Oltre il mobbing

Nel bene e nel male buona parte delle nostre vite trascorre sul posto di lavoro.

E quando il posto di lavoro diventa un luogo di emarginazione sociale, esclusione, derisione, isolamento, discriminazione allora la vita può diventare un inferno.

Questo è il mobbing, cioè quel fenomeno sempre più frequente che vede un soggetto letteralmente bullizzato dai colleghi, dai superiori o, anche se più raramente, dai propri dipendenti.

Può accadere di esserne vittima in periodi di debolezza, di fasi difficili della propria vita, in cui si è più fragili. Oppure accade perché si ha un carattere sensibile, riservato o troppo intraprendente.

A volte si è vittima di mobbing per una propria particolarità come l’orientamento sessuale, la nazionalità, la religione, o anche solo il proprio genere, e in quest’ultimo caso è più facile che accada alle donne. ,

Una volta si diceva “essere messi in mezzo”. Succede che il gruppo di lavoro di cui si fa parte, oppure tutto l’ambiente sociale di lavoro, o il tuo capo, oppure magari la tua organizzazione ti riconoscono come un soggetto da trattare in maniera subordinata.

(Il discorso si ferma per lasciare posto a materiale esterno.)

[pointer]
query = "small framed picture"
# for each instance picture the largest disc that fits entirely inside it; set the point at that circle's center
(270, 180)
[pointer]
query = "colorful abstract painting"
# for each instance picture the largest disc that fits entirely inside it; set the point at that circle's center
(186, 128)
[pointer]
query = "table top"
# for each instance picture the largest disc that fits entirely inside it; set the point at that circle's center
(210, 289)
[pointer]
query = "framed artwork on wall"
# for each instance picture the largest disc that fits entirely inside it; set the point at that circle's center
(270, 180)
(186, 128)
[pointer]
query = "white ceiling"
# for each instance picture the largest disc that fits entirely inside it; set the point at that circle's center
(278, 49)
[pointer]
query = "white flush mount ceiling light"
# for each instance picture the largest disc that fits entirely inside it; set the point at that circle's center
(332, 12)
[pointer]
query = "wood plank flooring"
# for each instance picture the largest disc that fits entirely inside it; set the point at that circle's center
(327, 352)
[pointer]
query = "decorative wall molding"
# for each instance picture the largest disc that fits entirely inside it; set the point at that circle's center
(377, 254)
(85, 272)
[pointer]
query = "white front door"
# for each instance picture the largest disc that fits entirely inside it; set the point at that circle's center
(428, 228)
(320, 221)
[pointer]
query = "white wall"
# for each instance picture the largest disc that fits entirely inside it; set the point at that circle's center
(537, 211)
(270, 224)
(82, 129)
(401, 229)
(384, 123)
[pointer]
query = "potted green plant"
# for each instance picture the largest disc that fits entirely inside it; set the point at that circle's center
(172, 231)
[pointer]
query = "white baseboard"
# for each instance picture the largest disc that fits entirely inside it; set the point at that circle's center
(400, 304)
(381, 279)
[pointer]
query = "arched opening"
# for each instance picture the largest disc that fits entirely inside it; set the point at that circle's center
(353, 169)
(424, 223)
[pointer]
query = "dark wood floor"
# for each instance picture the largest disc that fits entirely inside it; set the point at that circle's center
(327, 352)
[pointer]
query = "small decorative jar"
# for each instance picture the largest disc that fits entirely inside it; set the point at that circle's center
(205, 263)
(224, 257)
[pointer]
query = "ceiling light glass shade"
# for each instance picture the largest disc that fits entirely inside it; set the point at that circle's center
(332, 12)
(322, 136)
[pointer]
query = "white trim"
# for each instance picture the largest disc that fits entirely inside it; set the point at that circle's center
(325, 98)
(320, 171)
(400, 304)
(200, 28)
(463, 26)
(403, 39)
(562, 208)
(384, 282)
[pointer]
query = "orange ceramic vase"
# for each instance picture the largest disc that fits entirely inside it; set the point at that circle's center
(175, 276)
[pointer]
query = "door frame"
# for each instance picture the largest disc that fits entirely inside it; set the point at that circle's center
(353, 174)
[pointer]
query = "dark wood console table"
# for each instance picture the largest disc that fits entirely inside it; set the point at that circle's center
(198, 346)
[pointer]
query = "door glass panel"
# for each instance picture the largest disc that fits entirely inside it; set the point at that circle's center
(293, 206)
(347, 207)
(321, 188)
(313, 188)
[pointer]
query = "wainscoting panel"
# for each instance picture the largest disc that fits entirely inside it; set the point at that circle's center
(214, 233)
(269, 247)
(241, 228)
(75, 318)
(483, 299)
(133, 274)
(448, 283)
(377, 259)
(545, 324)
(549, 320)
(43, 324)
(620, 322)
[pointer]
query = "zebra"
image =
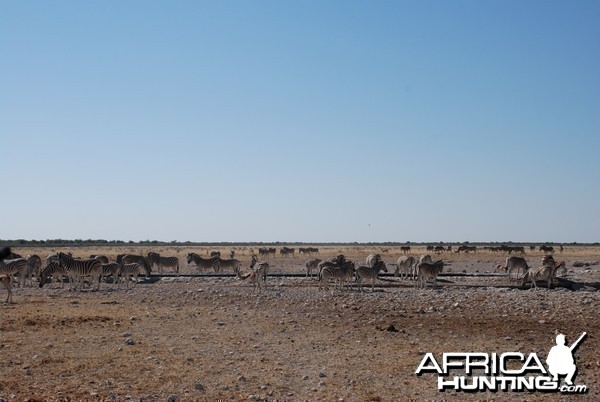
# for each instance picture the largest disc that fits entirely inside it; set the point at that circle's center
(545, 272)
(204, 263)
(231, 263)
(428, 270)
(34, 264)
(7, 282)
(257, 274)
(154, 259)
(336, 261)
(513, 263)
(78, 269)
(102, 258)
(52, 270)
(405, 265)
(369, 273)
(341, 273)
(17, 266)
(5, 252)
(111, 269)
(373, 259)
(311, 264)
(138, 259)
(287, 251)
(131, 272)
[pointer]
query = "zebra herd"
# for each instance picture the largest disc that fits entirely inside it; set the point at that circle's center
(342, 271)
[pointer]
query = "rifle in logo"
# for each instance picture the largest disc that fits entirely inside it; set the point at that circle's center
(560, 359)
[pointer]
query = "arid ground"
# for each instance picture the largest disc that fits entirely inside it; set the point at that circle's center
(209, 338)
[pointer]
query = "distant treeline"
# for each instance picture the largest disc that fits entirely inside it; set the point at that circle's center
(108, 243)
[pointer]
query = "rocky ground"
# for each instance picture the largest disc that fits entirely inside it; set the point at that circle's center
(209, 338)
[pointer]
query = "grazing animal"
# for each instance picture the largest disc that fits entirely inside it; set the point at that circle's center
(78, 269)
(7, 282)
(111, 269)
(373, 259)
(53, 270)
(155, 259)
(341, 273)
(137, 259)
(5, 252)
(204, 263)
(405, 265)
(131, 272)
(311, 264)
(427, 270)
(514, 263)
(231, 263)
(17, 266)
(372, 273)
(258, 273)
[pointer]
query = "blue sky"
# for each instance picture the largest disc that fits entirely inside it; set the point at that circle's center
(312, 121)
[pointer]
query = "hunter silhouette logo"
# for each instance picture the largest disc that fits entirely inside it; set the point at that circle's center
(560, 359)
(510, 371)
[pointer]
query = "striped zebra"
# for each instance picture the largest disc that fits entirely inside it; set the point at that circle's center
(7, 282)
(311, 264)
(53, 270)
(405, 266)
(34, 265)
(371, 273)
(545, 272)
(131, 272)
(5, 252)
(155, 259)
(137, 259)
(111, 269)
(341, 274)
(17, 266)
(514, 263)
(102, 258)
(204, 263)
(77, 270)
(231, 263)
(257, 274)
(427, 270)
(373, 259)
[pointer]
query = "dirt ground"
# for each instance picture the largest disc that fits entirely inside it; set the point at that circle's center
(210, 338)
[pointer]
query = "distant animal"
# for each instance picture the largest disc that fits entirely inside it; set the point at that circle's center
(7, 282)
(311, 264)
(371, 273)
(405, 265)
(427, 270)
(5, 252)
(373, 259)
(514, 263)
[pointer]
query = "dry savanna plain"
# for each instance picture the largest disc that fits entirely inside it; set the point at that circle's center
(209, 337)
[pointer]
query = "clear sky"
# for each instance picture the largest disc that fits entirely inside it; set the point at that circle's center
(308, 121)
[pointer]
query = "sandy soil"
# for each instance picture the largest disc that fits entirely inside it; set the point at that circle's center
(210, 338)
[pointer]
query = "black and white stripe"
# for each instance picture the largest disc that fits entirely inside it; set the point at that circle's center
(156, 260)
(366, 272)
(204, 263)
(77, 270)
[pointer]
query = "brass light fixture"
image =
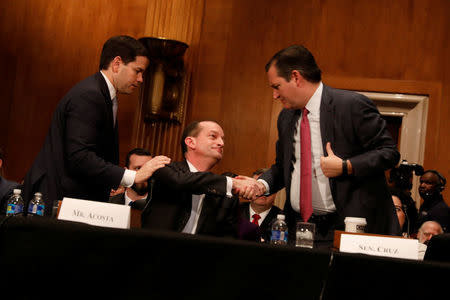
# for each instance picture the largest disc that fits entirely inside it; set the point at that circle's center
(164, 80)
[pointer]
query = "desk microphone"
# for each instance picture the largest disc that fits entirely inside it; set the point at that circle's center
(405, 207)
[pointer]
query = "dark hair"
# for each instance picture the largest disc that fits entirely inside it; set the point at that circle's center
(260, 171)
(295, 58)
(136, 151)
(192, 129)
(124, 46)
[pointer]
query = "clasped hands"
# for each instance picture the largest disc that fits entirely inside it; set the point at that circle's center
(248, 188)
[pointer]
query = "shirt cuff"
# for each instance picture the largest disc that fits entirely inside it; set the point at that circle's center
(229, 186)
(266, 185)
(128, 178)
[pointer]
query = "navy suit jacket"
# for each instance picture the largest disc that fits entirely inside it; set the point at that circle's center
(6, 191)
(80, 154)
(265, 229)
(356, 131)
(170, 201)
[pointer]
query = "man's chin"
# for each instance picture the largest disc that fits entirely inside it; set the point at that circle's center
(141, 190)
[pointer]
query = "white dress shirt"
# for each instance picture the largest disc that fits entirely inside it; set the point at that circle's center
(128, 200)
(322, 201)
(197, 203)
(129, 175)
(263, 215)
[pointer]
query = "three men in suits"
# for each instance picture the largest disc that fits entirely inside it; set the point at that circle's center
(349, 148)
(134, 160)
(80, 154)
(186, 197)
(260, 211)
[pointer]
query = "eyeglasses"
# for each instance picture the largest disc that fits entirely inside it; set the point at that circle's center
(398, 208)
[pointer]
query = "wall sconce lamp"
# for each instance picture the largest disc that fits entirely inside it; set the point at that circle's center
(164, 83)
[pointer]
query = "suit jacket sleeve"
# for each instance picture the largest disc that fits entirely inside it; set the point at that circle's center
(86, 116)
(178, 177)
(275, 176)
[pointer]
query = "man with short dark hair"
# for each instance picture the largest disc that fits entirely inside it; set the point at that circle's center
(134, 160)
(6, 186)
(433, 208)
(261, 211)
(186, 197)
(332, 150)
(80, 154)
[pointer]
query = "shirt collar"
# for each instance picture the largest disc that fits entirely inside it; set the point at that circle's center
(262, 215)
(313, 105)
(112, 90)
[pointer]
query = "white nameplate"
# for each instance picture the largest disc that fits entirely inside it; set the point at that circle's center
(95, 213)
(380, 246)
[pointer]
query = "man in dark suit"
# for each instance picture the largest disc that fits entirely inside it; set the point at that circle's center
(433, 207)
(186, 197)
(134, 160)
(80, 154)
(346, 146)
(6, 187)
(260, 211)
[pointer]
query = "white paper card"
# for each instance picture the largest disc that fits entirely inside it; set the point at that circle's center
(380, 246)
(95, 213)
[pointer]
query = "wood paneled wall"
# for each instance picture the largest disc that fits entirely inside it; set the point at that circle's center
(393, 46)
(49, 45)
(177, 20)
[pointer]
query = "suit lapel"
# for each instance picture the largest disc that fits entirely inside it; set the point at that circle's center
(186, 202)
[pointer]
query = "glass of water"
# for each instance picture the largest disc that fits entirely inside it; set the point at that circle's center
(305, 234)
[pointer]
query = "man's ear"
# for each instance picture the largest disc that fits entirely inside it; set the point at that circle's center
(115, 64)
(190, 142)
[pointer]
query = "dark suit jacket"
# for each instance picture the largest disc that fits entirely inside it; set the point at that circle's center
(357, 132)
(80, 154)
(6, 191)
(265, 229)
(171, 201)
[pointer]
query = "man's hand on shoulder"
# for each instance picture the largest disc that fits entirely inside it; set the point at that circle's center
(247, 187)
(331, 165)
(147, 170)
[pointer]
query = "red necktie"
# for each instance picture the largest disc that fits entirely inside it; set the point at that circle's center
(256, 217)
(306, 168)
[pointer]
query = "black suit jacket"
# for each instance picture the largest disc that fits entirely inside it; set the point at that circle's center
(265, 229)
(356, 131)
(171, 201)
(80, 154)
(6, 191)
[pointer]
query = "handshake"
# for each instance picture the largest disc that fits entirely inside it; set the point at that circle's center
(247, 187)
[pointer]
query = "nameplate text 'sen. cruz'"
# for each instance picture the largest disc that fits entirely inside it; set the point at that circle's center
(95, 213)
(380, 246)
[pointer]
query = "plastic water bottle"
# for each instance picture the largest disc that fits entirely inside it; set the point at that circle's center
(15, 204)
(279, 231)
(36, 206)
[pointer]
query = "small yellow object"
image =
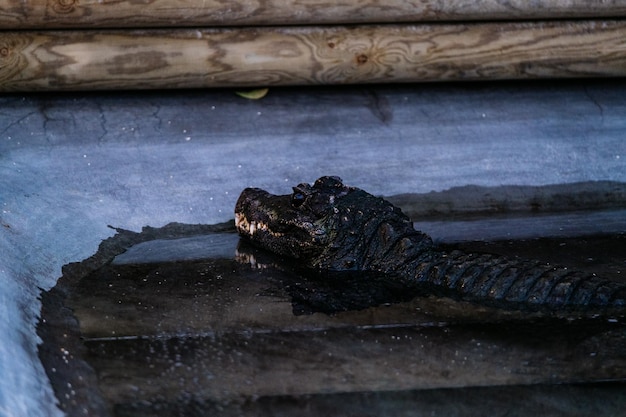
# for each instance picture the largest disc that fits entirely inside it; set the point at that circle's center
(253, 94)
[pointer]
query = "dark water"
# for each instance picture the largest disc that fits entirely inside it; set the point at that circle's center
(177, 322)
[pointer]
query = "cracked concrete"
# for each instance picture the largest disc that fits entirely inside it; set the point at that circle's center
(71, 164)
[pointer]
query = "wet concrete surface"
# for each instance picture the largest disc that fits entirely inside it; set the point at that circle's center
(164, 330)
(72, 164)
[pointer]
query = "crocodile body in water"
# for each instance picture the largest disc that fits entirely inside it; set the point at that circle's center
(331, 226)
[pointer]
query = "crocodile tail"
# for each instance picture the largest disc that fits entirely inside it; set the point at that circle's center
(516, 283)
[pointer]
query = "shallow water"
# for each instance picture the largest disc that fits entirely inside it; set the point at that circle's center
(188, 322)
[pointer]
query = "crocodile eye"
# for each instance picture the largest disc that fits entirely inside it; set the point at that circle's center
(297, 199)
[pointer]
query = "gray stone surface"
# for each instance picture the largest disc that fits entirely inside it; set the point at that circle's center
(72, 164)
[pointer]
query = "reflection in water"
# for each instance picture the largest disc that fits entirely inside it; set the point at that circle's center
(173, 327)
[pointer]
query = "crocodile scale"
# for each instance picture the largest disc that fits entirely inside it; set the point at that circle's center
(330, 226)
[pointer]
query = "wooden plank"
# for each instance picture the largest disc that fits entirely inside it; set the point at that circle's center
(74, 60)
(18, 14)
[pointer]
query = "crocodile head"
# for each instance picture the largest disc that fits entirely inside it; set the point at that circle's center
(328, 225)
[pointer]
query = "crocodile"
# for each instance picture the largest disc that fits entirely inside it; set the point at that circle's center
(329, 226)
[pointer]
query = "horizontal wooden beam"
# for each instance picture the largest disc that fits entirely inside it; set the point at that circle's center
(75, 60)
(24, 14)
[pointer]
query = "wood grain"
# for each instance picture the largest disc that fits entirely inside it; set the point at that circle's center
(74, 60)
(38, 14)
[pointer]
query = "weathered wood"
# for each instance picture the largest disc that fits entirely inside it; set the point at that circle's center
(73, 60)
(18, 14)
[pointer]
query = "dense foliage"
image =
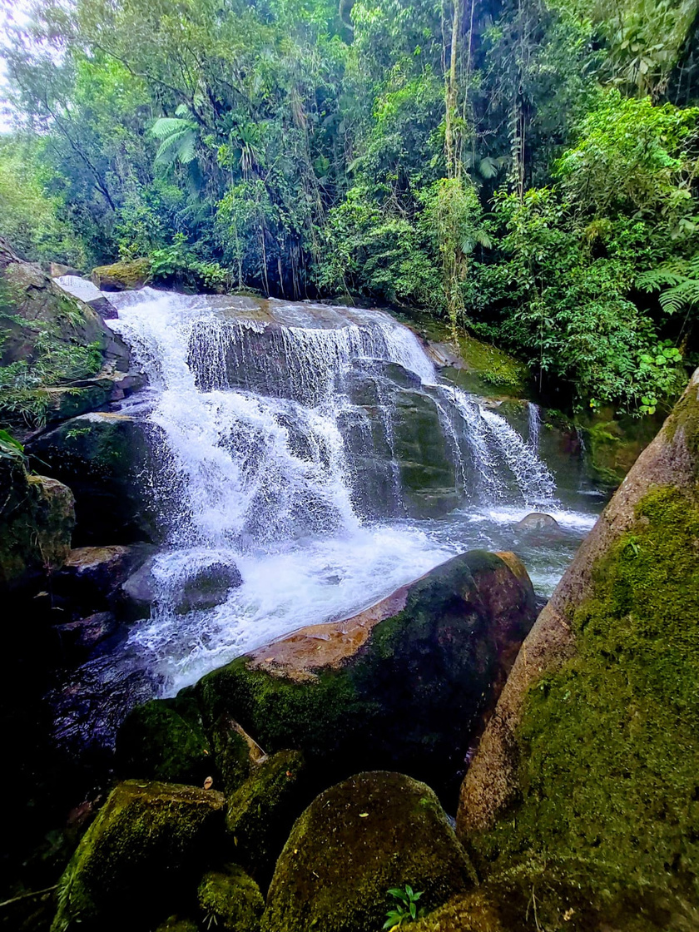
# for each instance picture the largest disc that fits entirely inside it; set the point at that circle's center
(527, 168)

Ti classificano e quindi ti trattano come un individuo da umiliare. E la cosa non avviene solo tramite un semplice dileggio o un banale sfottò. Al contrario: accade che ti vengano assegnati compiti inadeguati al tuo ruolo, sia compiti difficili, impossibili da portare a termine, per metterti in difficoltà e poterti criticare aspramente, ma anche compiti estremamente semplici come per dirti che sei un incapace, adatto solo a cose elementari. Il mobbing si avvale di una qualunque strategia che riesca a mettere in seria difficoltà un lavoratore.

In Italia non esiste una legge contro il mobbing, e vincere una causa del genere è una cosa abbastanza impegnativa per un legale. Ma ciò non vuol dire che bisogna accettare questo stato di cose. Serve una legge, e serve subito, perché il posto di lavoro per ogni persona deve essere la sede della propria realizzazione e non un luogo di sofferenza.